Part of the intensity of Bolero Variations and other Hoghe works revolves around the artist’s diminutive frame and his back, which scoliosis has molded into a unique shape. But despite their creator’s physical limitations, this is by no means “disability art.” To the contrary, Hoghe’s presence reinvigorates the notion of the artist “taking center stage,” upending the power dynamic between performers and the audiences who train their gaze on them.
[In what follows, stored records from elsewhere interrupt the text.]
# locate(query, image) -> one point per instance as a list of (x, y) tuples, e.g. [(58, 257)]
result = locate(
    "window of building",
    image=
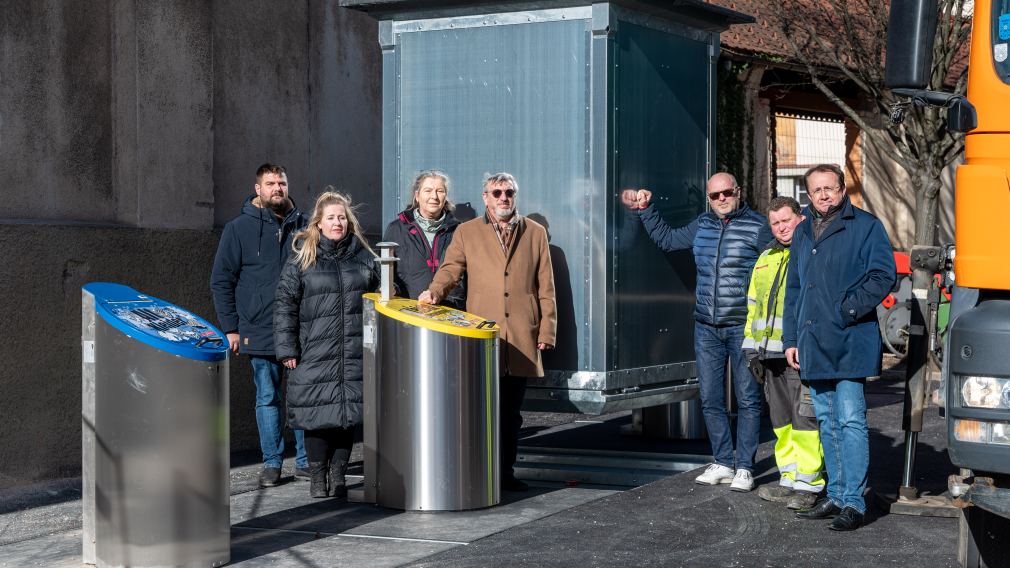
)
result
[(801, 143)]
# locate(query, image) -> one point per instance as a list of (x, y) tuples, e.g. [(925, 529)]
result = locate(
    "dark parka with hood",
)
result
[(724, 251), (419, 261), (834, 284), (253, 250), (317, 320)]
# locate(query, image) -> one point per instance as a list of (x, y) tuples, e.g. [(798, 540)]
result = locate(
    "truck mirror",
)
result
[(962, 116), (910, 32)]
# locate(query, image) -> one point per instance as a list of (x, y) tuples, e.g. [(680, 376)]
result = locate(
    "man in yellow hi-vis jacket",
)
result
[(798, 449)]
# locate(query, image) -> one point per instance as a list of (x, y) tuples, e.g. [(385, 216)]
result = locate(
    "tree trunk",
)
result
[(927, 190)]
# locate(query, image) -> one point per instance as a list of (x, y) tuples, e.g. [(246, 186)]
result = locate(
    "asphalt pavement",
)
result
[(671, 522)]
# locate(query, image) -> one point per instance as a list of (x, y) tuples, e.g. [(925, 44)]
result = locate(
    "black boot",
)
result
[(337, 478), (317, 479)]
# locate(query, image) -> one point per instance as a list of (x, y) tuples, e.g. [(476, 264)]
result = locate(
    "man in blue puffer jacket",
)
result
[(726, 242)]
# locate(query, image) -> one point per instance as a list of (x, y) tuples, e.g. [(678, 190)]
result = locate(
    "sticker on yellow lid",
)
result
[(436, 317)]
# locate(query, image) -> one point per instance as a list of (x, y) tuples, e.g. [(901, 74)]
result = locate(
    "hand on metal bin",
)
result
[(793, 358), (232, 342)]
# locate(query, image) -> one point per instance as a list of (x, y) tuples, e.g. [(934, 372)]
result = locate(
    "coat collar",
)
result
[(847, 211), (520, 228)]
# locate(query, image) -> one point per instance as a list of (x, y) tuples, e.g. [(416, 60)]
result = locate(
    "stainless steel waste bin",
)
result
[(155, 382), (430, 407)]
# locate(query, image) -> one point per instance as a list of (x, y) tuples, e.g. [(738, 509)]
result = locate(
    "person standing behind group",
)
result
[(507, 262), (842, 267), (253, 250), (424, 231), (725, 242), (797, 449), (318, 337)]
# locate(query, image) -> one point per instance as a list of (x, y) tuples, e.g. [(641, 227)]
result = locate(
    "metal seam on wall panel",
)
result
[(507, 18)]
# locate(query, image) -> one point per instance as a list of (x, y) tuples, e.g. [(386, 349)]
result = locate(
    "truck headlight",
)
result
[(985, 392), (999, 433), (978, 432)]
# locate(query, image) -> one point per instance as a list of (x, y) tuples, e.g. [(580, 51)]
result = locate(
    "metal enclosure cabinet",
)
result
[(431, 424), (155, 383), (578, 100)]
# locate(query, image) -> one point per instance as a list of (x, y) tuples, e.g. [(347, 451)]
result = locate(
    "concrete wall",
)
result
[(131, 132)]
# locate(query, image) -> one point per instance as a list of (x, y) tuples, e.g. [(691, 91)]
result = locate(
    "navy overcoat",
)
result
[(833, 287)]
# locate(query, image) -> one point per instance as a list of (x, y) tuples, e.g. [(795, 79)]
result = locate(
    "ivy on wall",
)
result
[(734, 126)]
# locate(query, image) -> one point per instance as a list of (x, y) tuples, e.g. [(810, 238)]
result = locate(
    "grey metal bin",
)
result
[(155, 382), (430, 407)]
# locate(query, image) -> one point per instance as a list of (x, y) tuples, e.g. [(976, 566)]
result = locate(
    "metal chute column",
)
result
[(431, 427)]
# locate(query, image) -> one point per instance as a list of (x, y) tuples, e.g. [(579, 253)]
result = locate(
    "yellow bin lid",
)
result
[(435, 317)]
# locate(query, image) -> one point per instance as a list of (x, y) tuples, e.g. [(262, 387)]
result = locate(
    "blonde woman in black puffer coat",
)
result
[(317, 335)]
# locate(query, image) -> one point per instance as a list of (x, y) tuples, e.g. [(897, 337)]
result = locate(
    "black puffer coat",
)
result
[(419, 261), (317, 319)]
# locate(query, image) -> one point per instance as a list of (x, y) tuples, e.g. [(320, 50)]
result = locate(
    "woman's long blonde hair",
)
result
[(306, 241)]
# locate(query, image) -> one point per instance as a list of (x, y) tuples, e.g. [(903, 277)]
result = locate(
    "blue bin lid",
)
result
[(157, 322)]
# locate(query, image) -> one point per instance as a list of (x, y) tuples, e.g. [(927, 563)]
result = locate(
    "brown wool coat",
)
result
[(516, 291)]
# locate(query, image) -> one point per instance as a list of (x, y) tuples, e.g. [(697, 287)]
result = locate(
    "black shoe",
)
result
[(270, 476), (847, 519), (317, 479), (824, 508), (513, 484), (338, 479)]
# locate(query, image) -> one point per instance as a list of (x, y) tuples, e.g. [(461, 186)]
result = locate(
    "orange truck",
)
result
[(976, 364)]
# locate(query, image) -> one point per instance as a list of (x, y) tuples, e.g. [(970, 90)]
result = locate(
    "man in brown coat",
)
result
[(509, 280)]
In making his body the center of attention—throwing it into battle, to paraphrase the words from Pier Paolo Pasolini that inspired him—Hoghe serves as a stand-in for the host of other imperfect bodies seldom seen in dance.
“His freshness of vision and his approach to blurring the lines among disciplines are extraordinary,” says Bither of Hoghe. “I felt that this aspect of his work made it the perfect statement as the opening program for our season.” Whether Bolero Variations is experimental theater or performance art or dance theater isn’t the issue—it’s the undefinable but mesmerizing experience of the work that matters. The fact that it can’t be categorized only confirms the Walker, a multidisciplinary arts center, as the ideal site for Hoghe to take the stage in the United States.